The U.S. Patent and Trademark Office last week granted the Palo Alto company Patent No. 7,669,123 for “dynamically providing a news feed about a user of a social network”.

Facebook applied for the patent on Aug. 11, 2006, and CEO Mark Zuckerberg heads the list of inventors.

Titled “Dynamically providing a news feed about a user of a social network”, it says the “method includes generating news items regarding activities associated with a user of a social network environment and attaching an informational link associated with at least one of the activities, to at least one of the news items, as well as limiting access to the news items to a predetermined set of viewers and assigning an order to the news items”.

The 16-page patent describes how Facebook presents those status updates, links and more.

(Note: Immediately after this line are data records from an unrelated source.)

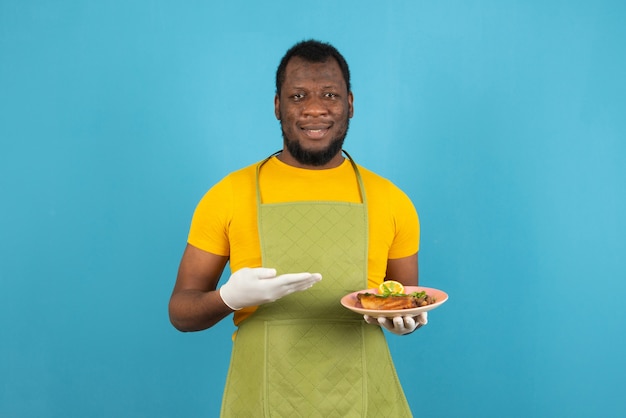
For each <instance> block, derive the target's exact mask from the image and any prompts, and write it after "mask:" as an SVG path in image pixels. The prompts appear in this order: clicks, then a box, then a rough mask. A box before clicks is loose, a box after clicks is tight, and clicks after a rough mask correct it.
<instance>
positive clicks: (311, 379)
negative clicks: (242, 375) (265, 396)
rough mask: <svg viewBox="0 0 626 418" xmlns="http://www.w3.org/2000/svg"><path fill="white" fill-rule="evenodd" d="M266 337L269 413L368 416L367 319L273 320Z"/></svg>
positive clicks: (340, 415)
mask: <svg viewBox="0 0 626 418" xmlns="http://www.w3.org/2000/svg"><path fill="white" fill-rule="evenodd" d="M265 336H266V339H265V355H266V364H267V368H266V376H265V379H266V386H265V388H266V399H267V401H268V405H267V406H268V407H269V411H272V413H271V414H269V413H268V415H274V414H276V415H275V416H290V417H293V416H306V417H314V416H320V417H324V418H326V417H342V418H343V417H361V416H364V415H365V414H364V412H365V399H366V396H365V395H364V392H365V383H366V382H365V379H366V378H365V373H364V371H365V368H364V361H365V358H364V352H363V347H364V344H363V339H364V336H363V324H362V321H358V322H355V321H324V320H319V321H311V320H285V321H271V322H266V328H265ZM269 411H267V412H269Z"/></svg>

By Facebook’s own numbers, that’s 60 million status updates per day posted by 35 million users.

The patent now in place could allow Facebook to go take legal action against Google, MySpace and Twitter – which all use news feeds – to protect its patent, if they are in anyway infringing on its technology.

According to computerworld.com, Ezra Gottheil, an analyst at Technology Business Research, said that, with this patent in hand, Facebook might be able to legally pursue rivals that are using this news feed technology. The company could push for its rivals to stop using the technology or to buy a license from Facebook to continue using it.

Google recently added a Buzz social networking feature to its free email service Gmail. Google Buzz allows Gmail users to get updates about what friends are doing online and offers ways to share video, photos and other digitised snippets.